Karen Ocamb
4/13/2012
The late Frontiers publisher Bob Craig was a conservative in advocate’s clothing.
A native Angeleno, Craig served in the Air Force before going to USC to study accounting. The successful Republican businessman became best known to the gay community in 1973 as the owner of the Hayloft gay bar in Studio City, where he screened movie classics and held annual beefcake Toys for Tots events—“Bring a Buck and a Toy.”
In 1978, Craig co-founded the Valley Business Alliance (now called the Los Angeles Business Alliance), a gay and lesbian chamber of commerce. His timing was insightful. In 1981, Los Angeles Magazine published an article entitled “But Will It Play in WeHo?” that trumpeted gays as the hot new marketing demographic. “[G]ay consumerism meant more than conspicuous consumption: It was also something of a political act,” Lillian Faderman and Stuart Timmons wrote in Gay L.A.
Meanwhile, David Goldstein purchased the Los Angeles Advocate and moved the publication to San Francisco. To fill the L.A. gay news void, in 1982, Greg Carmack and Jerry Hyde started Frontiers magazine. But by 1983, they were having financial problems and approached Mark Hundahl, a straight businessman who had just become co-owner of the Probe disco. They asked for $5,000, and Hundahl agreed—in exchange for two years’ worth of advertising.

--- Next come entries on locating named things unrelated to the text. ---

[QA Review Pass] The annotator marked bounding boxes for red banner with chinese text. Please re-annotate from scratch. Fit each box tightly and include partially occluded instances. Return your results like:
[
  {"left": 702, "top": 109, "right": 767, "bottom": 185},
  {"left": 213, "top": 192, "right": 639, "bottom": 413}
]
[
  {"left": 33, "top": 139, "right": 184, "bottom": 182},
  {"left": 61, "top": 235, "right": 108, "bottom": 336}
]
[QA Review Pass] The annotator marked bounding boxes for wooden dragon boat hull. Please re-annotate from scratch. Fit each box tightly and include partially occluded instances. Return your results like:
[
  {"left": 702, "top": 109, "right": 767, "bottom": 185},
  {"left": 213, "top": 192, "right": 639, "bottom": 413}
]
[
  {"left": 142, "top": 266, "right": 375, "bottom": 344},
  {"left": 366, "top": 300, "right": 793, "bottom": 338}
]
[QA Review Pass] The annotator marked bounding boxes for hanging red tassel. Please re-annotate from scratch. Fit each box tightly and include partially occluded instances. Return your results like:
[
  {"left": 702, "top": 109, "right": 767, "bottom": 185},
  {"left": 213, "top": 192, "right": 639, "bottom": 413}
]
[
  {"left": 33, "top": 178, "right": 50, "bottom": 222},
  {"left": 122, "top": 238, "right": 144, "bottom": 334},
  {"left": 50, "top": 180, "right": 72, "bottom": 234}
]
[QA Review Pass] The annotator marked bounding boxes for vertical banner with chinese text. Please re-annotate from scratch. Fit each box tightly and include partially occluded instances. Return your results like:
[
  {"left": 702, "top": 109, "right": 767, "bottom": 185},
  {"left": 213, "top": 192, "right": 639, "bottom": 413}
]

“Greg told me he and Jerry started the magazine to be an advocacy magazine,” Hundahl says. “They made Frontiers the voice of the Los Angeles gay community and had the foresight to become part of the strong advocacy movement across the United States. In L.A., lots of people wanted to read it. It struck a nerve at the right place and right time.”
But when Bob Craig joined Frontiers later in 1983, he tried to break the contract. Hundahl reminded Craig that he had taken a “big risk” when the magazine was in trouble. At the end of the two years, Hundahl moved Probe’s business to a new magazine called Edge, where he met David Stern, with whom he would later become business partners.
After Bob Craig became the sole owner of Frontiers, he took a big risk, reprinting Larry Kramer’s famous AIDS polemic “1,183 and Counting” on the cover of the March 30-April 13, 1983, issue. Bar owners threw the magazine out, saying it was bad for business. Craig also used Frontiers to advance the move to incorporate West Hollywood. After winning cityhood in 1984, Craig was elected chair of the West Hollywood Incorporation Committee, and, according to the Los Angeles Times, coined the term that came to identify WeHo.
“I would suggest that if you are gay, Camelot is on the horizon,” Craig said just before Election Day. Reporters soon called West Hollywood the “Gay Camelot” after voters elected a gay majority to City Council.
But with President Reagan’s election and the massive deaths from AIDS, the gay community faced harsh, hate-filled realities. In 1985, Craig helped found and became treasurer of LIFE AIDS Lobby. Craig “saw the importance of our visible presence in the political world,” former LIFE Lobby Executive Director Laurie McBride told the Times. “He championed the work at the state level because he saw that it was a critical area that was being neglected.”
In 1986, Craig helped fight the Lyndon La Rouche AIDS Quarantine Initiative, longtime activist Ivy Bottini says. But ironically, he refused to cover rowdy ACT UP until he met with members of ACT UP/L.A. In 1989, Craig was one of 80 community leaders arrested at a major AIDS protest at the federal building in Westwood.
But it wasn’t until 1991 that Bob Craig changed his party affiliation, after Republican Gov. Pete Wilson vetoed the gay civil rights bill AB 101. “Bob Craig was a man of conservative Republican values, but he was also a proud gay man,” says Bottini. When he became a Democrat, “there was a lot of applause. He was a wonderful amazing activist, in his own way.”
In 1997, Craig, Hundahl and Stern created a sister publication, IN magazine. “Frontiers would be more like Newsweek, while IN would be the gay People,” says Stern.
Bob Craig died of AIDS on April 28, 2000. He was 65. In 2007, Hundahl and Stern bought Frontiers and merged it with IN, continuing Craig’s vision of Frontiers as an agent of change for the LGBT community.
“Bob and I became very close friends later,” says Hundahl. “I respected Bob’s vision and his capabilities.”
“Bob helped fulfill a need—to create a platform for all voices of the LGBT community,” says Stern. “Frontiers was and is so important, because it is fundamentally about building and uniting community.”